Let $$A = \left[ {\matrix{ a & b \cr c & d \cr } } \right]$$ and $$B = \left[ {\matrix{ \alpha \cr \beta \cr } } \right] \ne \left[ {\matrix{ 0 \cr 0 \cr } } \right]$$ such that AB = B and a + d = 2021, then the value of ad $$-$$ bc is equal to ___________.

If 1, log₁₀(4^x $$-$$ 2) and log₁₀$$\left( {{4^x} + {{18} \over 5}} \right)$$ are in arithmetic progression for a real number x, then the value of the determinant $$\left| {\matrix{ {2\left( {x - {1 \over 2}} \right)} & {x - 1} & {{x^2}} \cr 1 & 0 & x \cr x & 1 & 0 \cr } } \right|$$ is equal to :

If $$A = \left[ {\matrix{ 2 & 3 \cr 0 & { - 1} \cr } } \right]$$, then the value of det(A⁴) + det(A¹⁰ $$-$$ (Adj(2A))¹⁰) is equal to _____________.

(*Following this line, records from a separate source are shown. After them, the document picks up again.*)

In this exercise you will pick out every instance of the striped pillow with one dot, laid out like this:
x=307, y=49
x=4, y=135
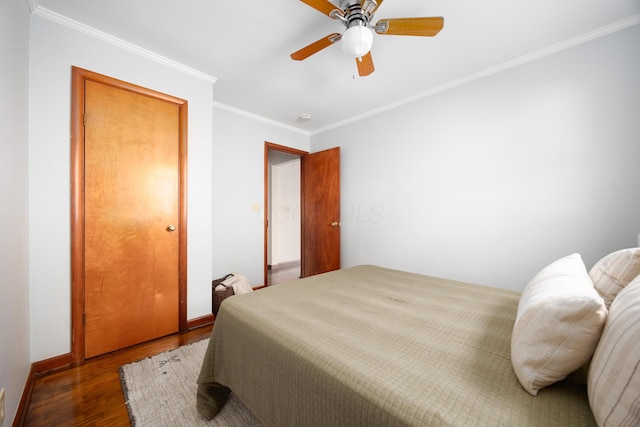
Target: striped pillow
x=613, y=272
x=614, y=377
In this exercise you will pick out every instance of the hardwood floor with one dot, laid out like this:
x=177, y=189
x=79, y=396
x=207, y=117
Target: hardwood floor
x=90, y=394
x=284, y=274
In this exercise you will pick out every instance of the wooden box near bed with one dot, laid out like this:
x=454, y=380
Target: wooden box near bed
x=369, y=346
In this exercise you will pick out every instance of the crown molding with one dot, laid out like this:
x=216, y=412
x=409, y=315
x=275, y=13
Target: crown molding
x=259, y=118
x=45, y=13
x=550, y=50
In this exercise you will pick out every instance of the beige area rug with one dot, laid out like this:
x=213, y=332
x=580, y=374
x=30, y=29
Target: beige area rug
x=161, y=391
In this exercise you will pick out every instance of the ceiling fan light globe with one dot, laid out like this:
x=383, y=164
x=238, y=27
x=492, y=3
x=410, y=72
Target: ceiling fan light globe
x=357, y=41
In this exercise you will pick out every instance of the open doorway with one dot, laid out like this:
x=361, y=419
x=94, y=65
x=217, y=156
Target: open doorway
x=283, y=213
x=319, y=207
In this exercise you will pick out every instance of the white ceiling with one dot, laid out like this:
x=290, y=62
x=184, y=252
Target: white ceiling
x=246, y=44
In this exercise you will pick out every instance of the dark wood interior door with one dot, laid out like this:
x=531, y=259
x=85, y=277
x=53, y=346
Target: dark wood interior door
x=320, y=212
x=131, y=217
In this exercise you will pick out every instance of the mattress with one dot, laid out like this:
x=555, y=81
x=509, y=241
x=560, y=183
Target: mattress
x=369, y=346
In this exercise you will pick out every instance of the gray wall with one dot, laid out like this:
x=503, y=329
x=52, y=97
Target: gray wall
x=490, y=181
x=14, y=214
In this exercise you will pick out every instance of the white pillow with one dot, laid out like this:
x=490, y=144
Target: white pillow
x=558, y=324
x=614, y=271
x=614, y=377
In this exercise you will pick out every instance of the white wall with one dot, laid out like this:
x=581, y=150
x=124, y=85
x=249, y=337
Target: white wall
x=54, y=49
x=14, y=289
x=238, y=183
x=285, y=212
x=490, y=181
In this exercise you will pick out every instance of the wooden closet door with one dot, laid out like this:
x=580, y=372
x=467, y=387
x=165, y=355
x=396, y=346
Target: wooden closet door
x=131, y=201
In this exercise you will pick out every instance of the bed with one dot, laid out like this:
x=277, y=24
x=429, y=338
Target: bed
x=367, y=346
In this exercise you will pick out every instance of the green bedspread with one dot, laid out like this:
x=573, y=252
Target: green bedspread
x=369, y=346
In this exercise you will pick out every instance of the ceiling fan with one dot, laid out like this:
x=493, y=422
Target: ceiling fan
x=356, y=16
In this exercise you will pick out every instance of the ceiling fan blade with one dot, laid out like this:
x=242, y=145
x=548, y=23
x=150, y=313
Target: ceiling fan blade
x=315, y=47
x=369, y=6
x=323, y=6
x=428, y=27
x=365, y=65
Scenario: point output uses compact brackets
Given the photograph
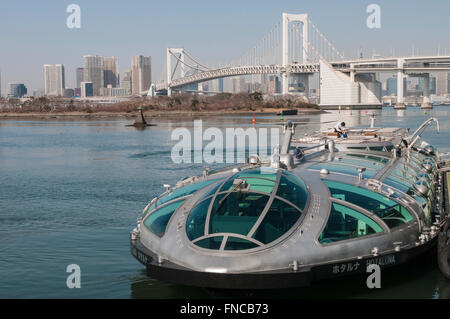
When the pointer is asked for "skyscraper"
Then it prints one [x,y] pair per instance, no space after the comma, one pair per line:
[110,69]
[80,77]
[94,72]
[16,90]
[126,82]
[441,83]
[54,79]
[141,71]
[87,89]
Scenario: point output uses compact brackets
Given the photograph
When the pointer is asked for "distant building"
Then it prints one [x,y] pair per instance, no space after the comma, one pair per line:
[54,79]
[69,92]
[126,82]
[38,92]
[110,71]
[274,85]
[391,86]
[216,85]
[432,85]
[238,85]
[87,89]
[16,90]
[141,71]
[111,91]
[442,83]
[80,77]
[93,72]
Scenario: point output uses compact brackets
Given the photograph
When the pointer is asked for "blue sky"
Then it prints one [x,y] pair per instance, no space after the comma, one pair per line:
[34,33]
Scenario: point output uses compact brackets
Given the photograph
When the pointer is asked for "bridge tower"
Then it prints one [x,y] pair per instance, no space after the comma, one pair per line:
[287,17]
[170,73]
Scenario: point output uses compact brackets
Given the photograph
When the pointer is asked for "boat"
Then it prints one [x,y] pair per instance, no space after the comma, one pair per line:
[309,212]
[140,121]
[288,112]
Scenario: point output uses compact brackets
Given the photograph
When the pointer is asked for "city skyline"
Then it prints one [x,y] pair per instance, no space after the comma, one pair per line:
[152,27]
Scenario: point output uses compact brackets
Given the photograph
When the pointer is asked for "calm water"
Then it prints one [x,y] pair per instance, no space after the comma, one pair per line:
[70,192]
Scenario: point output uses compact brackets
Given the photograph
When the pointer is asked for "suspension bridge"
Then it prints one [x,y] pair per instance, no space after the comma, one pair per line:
[295,46]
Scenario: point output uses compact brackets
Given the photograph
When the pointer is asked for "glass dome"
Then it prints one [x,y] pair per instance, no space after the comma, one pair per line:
[250,209]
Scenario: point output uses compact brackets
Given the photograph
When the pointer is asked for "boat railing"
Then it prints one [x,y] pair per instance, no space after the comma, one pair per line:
[416,135]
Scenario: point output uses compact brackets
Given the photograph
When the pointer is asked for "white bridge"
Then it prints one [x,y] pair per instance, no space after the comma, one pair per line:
[296,46]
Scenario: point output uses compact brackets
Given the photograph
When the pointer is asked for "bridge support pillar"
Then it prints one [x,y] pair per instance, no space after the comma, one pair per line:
[400,85]
[286,18]
[426,104]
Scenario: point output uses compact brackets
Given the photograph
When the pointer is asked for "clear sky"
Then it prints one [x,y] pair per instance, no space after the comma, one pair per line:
[34,33]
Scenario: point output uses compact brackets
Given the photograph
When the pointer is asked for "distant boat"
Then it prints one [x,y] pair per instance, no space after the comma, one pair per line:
[140,122]
[288,112]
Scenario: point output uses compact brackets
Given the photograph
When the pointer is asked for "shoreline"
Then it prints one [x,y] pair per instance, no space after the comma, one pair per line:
[148,114]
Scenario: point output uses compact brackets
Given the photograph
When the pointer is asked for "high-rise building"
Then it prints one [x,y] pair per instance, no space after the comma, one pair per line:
[80,77]
[16,90]
[441,83]
[126,82]
[274,85]
[87,89]
[93,72]
[54,79]
[110,70]
[391,86]
[141,71]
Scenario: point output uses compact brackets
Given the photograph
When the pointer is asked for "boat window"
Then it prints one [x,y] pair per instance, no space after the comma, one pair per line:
[402,174]
[235,243]
[399,184]
[349,170]
[294,190]
[237,207]
[392,213]
[210,242]
[279,219]
[370,157]
[357,147]
[158,220]
[358,162]
[236,212]
[345,223]
[180,192]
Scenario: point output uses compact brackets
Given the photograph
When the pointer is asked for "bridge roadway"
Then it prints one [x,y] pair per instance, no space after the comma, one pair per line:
[411,65]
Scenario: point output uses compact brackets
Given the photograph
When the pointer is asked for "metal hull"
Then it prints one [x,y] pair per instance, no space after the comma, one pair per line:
[287,278]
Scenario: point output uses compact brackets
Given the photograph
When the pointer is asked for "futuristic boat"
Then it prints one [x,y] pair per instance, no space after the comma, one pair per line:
[308,212]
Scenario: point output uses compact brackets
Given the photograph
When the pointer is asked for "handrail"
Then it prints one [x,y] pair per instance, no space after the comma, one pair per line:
[420,130]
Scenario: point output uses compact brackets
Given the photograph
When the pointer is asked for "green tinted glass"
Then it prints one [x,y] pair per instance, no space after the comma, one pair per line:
[349,170]
[392,213]
[279,219]
[235,243]
[345,223]
[183,191]
[157,221]
[370,157]
[236,212]
[293,191]
[195,224]
[210,243]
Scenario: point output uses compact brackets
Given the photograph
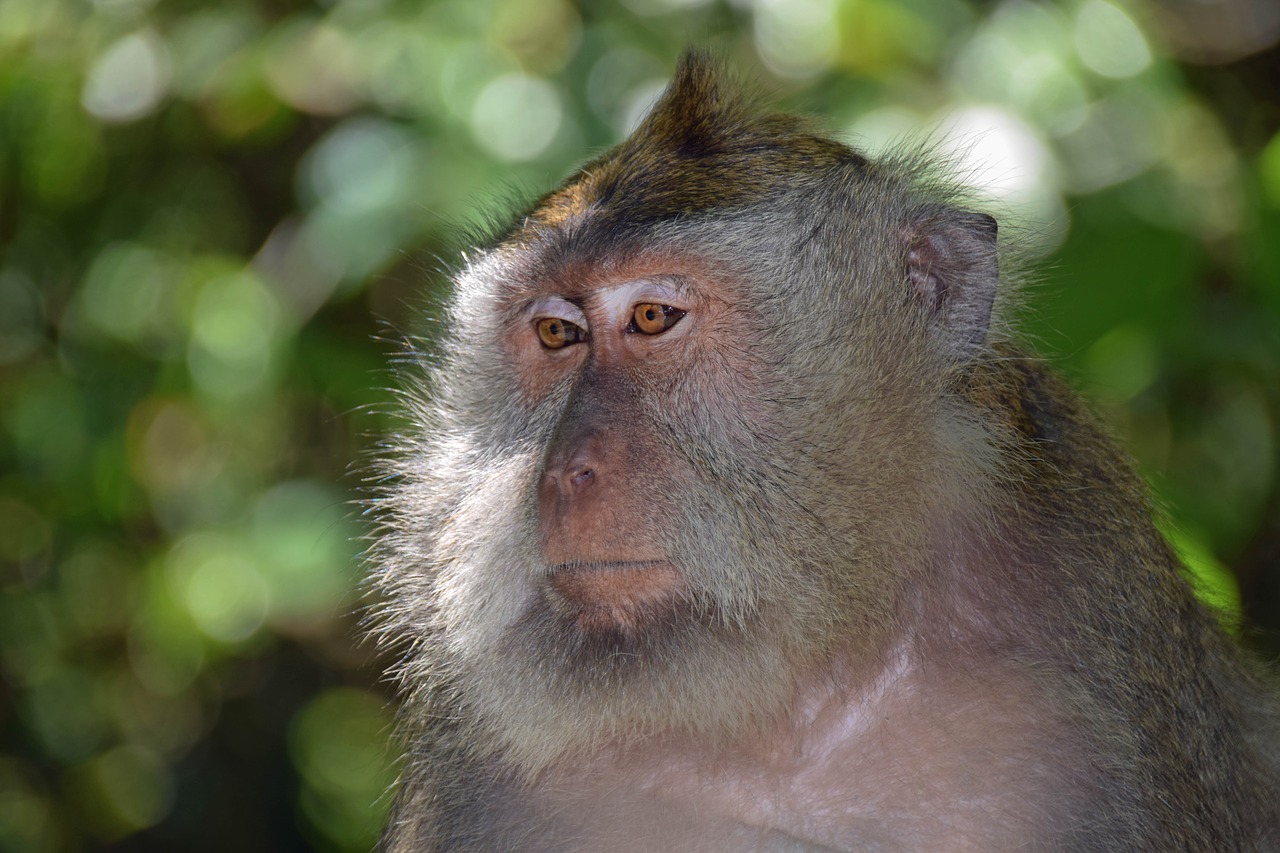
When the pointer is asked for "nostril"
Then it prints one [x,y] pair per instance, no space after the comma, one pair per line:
[579,475]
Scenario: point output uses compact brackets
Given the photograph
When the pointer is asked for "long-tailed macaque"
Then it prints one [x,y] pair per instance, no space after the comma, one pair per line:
[728,520]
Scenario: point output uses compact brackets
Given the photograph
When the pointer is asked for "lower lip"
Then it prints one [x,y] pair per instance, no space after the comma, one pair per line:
[626,587]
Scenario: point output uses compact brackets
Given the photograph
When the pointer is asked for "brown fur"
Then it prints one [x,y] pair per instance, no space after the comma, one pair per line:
[824,565]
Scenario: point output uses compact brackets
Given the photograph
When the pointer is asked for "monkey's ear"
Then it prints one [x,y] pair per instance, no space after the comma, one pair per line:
[952,270]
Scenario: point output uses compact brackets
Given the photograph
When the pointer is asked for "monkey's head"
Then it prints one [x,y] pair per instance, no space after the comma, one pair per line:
[689,434]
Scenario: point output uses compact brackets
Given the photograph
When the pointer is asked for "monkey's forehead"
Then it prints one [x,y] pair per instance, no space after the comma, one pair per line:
[703,146]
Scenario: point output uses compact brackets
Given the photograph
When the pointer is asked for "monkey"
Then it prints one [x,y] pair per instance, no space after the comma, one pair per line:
[728,516]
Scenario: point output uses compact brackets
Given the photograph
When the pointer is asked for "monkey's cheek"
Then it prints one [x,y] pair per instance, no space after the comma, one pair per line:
[617,597]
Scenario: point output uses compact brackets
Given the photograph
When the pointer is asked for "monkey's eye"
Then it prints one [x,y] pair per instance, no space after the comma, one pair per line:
[556,333]
[650,318]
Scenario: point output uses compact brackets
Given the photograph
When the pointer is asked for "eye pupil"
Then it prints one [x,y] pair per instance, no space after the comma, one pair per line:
[652,318]
[556,333]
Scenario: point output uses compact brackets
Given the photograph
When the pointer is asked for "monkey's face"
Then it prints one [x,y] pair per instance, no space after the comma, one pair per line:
[621,501]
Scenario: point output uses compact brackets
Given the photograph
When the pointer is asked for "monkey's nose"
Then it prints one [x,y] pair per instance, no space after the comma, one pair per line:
[579,475]
[570,479]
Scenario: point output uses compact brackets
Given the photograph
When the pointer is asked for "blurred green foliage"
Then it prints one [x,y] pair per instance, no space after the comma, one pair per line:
[210,210]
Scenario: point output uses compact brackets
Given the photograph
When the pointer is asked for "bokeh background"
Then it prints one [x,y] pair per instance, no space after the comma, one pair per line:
[216,219]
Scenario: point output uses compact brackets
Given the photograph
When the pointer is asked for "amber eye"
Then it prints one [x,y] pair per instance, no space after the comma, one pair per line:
[650,318]
[556,333]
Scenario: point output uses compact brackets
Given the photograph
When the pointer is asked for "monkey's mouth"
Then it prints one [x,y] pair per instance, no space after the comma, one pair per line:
[617,596]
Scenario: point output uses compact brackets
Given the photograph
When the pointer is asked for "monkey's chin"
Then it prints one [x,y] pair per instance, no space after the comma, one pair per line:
[609,597]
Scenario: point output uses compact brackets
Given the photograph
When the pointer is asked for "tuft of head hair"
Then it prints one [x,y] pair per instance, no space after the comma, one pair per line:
[702,146]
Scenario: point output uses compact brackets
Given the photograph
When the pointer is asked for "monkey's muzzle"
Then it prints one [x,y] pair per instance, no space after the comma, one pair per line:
[617,596]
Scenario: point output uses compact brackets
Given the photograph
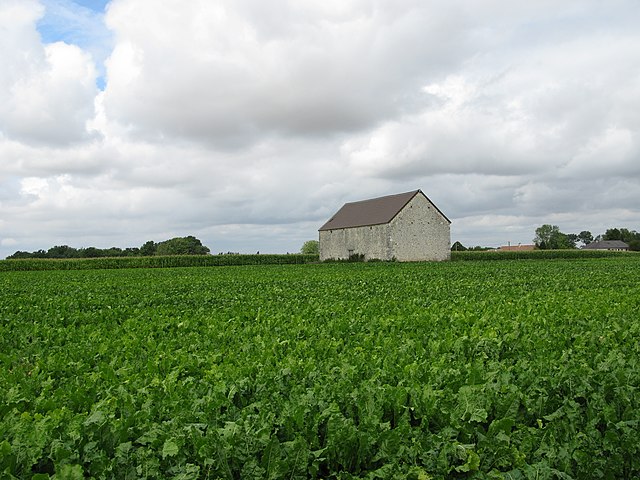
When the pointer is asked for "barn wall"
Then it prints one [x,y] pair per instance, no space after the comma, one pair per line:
[372,241]
[420,232]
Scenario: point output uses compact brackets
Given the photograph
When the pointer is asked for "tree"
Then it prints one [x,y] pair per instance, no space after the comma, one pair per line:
[549,237]
[612,234]
[585,237]
[148,249]
[62,251]
[310,247]
[182,246]
[458,247]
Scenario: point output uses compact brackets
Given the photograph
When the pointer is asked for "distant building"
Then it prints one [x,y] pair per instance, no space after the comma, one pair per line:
[617,245]
[405,227]
[517,248]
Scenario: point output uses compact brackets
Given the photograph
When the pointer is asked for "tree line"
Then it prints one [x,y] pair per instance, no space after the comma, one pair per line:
[549,237]
[175,246]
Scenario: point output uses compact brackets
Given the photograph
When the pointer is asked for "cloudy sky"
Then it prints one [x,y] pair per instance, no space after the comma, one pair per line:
[248,123]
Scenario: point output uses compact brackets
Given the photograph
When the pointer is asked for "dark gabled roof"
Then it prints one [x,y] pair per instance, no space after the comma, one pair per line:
[607,245]
[375,211]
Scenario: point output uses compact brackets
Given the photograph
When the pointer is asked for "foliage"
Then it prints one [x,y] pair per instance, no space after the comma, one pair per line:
[549,237]
[156,262]
[490,255]
[310,247]
[585,237]
[479,370]
[182,246]
[458,247]
[175,246]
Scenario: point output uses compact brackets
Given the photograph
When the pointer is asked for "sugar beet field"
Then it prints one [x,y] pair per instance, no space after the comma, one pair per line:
[494,369]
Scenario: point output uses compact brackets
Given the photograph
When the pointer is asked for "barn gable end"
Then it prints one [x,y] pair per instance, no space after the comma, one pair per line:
[405,227]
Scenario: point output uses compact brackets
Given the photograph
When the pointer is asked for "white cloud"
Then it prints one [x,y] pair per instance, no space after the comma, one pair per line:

Let $$A = \left[ {\matrix{ {{a_1}} \cr {{a_2}} \cr } } \right]$$ and $$B = \left[ {\matrix{ {{b_1}} \cr {{b_2}} \cr } } \right]$$ be two 2 $$\times$$ 1 matrices with real entries such that A = XB, where

$$X = {1 \over {\sqrt 3 }}\left[ {\matrix{ 1 & { - 1} \cr 1 & k \cr } } \right]$$, and k$$\in$$R.

If $$a_1^2$$ + $$a_2^2$$ = $${2 \over 3}$$(b$$_1^2$$ + b$$_2^2$$) and (k² + 1) b$$_2^2$$ $$\ne$$ $$-$$2b₁b₂, then the value of k is __________.